Cerca de 65% das crianças com o diagnóstico de TDO deixarão de apresentar os sintomas nos anos seguintes, desde que acompanhados terapeuticamente. O restante pode permanecer ou intensificar os sintomas, evoluindo para o chamado transtorno de conduta (em que os jovens apresentam agressividade, comportamento antissocial e constantemente violam as regras de convívio). “Quando o TDO não é tratado, a evolução para o transtorno de conduta pode ocorrerem até 75% dos casos. Naquelas em que o início dos sintomas se iniciaram antes dos oito anos de idade, o risco de evolução será maior. Ou seja, o diagnóstico e o tratamento precoces exercem um papel preventivo importante”, pontua Teixeira. Além disso, quando adultos, há maior risco de desenvolvimento de problemas de controle de impulsos, abuso de álcool e drogas, ansiedade e depressão.
Manejo do comportamento
O tratamento para TDO geralmente alia medicação psiquiátrica com psicoterapia.“De maneira geral, quando falamos de transtornos, não falamos em cura, mas em manejo de comportamentos ou sintomas. Com o tratamento, a incidência de comportamentos inadequados diminui bastante”, explica a neuropsicóloga.

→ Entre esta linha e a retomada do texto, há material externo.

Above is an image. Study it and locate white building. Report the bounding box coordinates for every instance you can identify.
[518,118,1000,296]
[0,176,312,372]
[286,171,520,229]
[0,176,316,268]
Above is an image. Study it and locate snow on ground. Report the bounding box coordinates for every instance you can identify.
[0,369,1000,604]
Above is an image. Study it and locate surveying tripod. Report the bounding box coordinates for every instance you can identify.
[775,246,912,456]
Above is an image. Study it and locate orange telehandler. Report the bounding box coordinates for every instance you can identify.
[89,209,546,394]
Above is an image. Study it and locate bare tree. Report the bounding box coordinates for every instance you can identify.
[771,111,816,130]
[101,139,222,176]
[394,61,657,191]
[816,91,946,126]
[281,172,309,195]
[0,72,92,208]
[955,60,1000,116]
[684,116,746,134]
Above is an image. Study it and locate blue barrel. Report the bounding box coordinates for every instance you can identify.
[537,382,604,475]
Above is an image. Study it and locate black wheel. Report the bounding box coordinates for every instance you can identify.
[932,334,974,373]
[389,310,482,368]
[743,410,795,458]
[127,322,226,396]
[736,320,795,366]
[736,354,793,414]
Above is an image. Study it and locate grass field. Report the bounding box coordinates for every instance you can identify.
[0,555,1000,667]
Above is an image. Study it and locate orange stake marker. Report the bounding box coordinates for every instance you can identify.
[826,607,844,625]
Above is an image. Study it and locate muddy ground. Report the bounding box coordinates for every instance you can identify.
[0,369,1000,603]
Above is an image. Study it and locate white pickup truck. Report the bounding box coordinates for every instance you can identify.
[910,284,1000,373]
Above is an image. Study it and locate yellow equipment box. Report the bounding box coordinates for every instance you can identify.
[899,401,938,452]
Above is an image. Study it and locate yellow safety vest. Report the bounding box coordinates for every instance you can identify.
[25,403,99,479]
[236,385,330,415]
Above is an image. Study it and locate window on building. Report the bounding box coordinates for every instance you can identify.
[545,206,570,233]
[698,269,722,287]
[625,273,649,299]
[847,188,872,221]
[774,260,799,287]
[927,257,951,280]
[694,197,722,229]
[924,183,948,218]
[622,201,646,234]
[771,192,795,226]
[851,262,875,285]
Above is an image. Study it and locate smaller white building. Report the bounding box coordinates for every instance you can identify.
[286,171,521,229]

Uma série de estratégias de manejo de comportamentos pode ser ensinada para aqueles que convivem diretamente com a criança ou adolescente. “O terapeuta trabalha a percepção de situações que levam à ativação emocional e que conduzem ao comportamentode oposição e desafio”, destaca.
Também pode ser aplicado o chamado reforçamento positivo – que são elogios, aproximação física, carinho e atenção sempre que a criança apresentar um comportamento adequado. Para completar, os pais precisam ficar atentos à disciplina. “A falta de limites e de disciplina pioram os sintomas de crianças com o transtorno desafiador”, lembra Teixeira.
Ambiente saudável
A participação dos pais, aliás, é de extrema importância no tratamento da criança com TDO. “Uma criança que cresce em um ambiente respeitador, com pais presentes e participativos em sua vida, apresentará menores chances de problemas relacionados com comportamentos desafiadores, desobedientes e opositivos”, lembra o médico Teixeira.
Também é importante ser um modelo pacífico e positivo para a criança, evitando agressividade e violência. “Muitos pais confundem limite e monitoramento com intolerância, autoritarismo e violência. Na verdade, a família é um grande modelo de aprendizagem para a criança”, reforça o psiquiatra.
Sempre que possível, fortaleça a autoestima de seu filho, evitando dizer coisas como: “você não faz nada certo” ou “você é o pior da escola”. Vale também estimular a prática de esportes, que ensina conceitos básicos de respeito, ética, moral, hierarquia, companheirismo, organização, liderança, cooperação, competição, regras, limites, além do desenvolvimento de habilidades motoras e sociais. Por fim, mantenha um canal de comunicação aberto com a escola para monitorar comportamento do estudante quando ele estiver fora de casa.”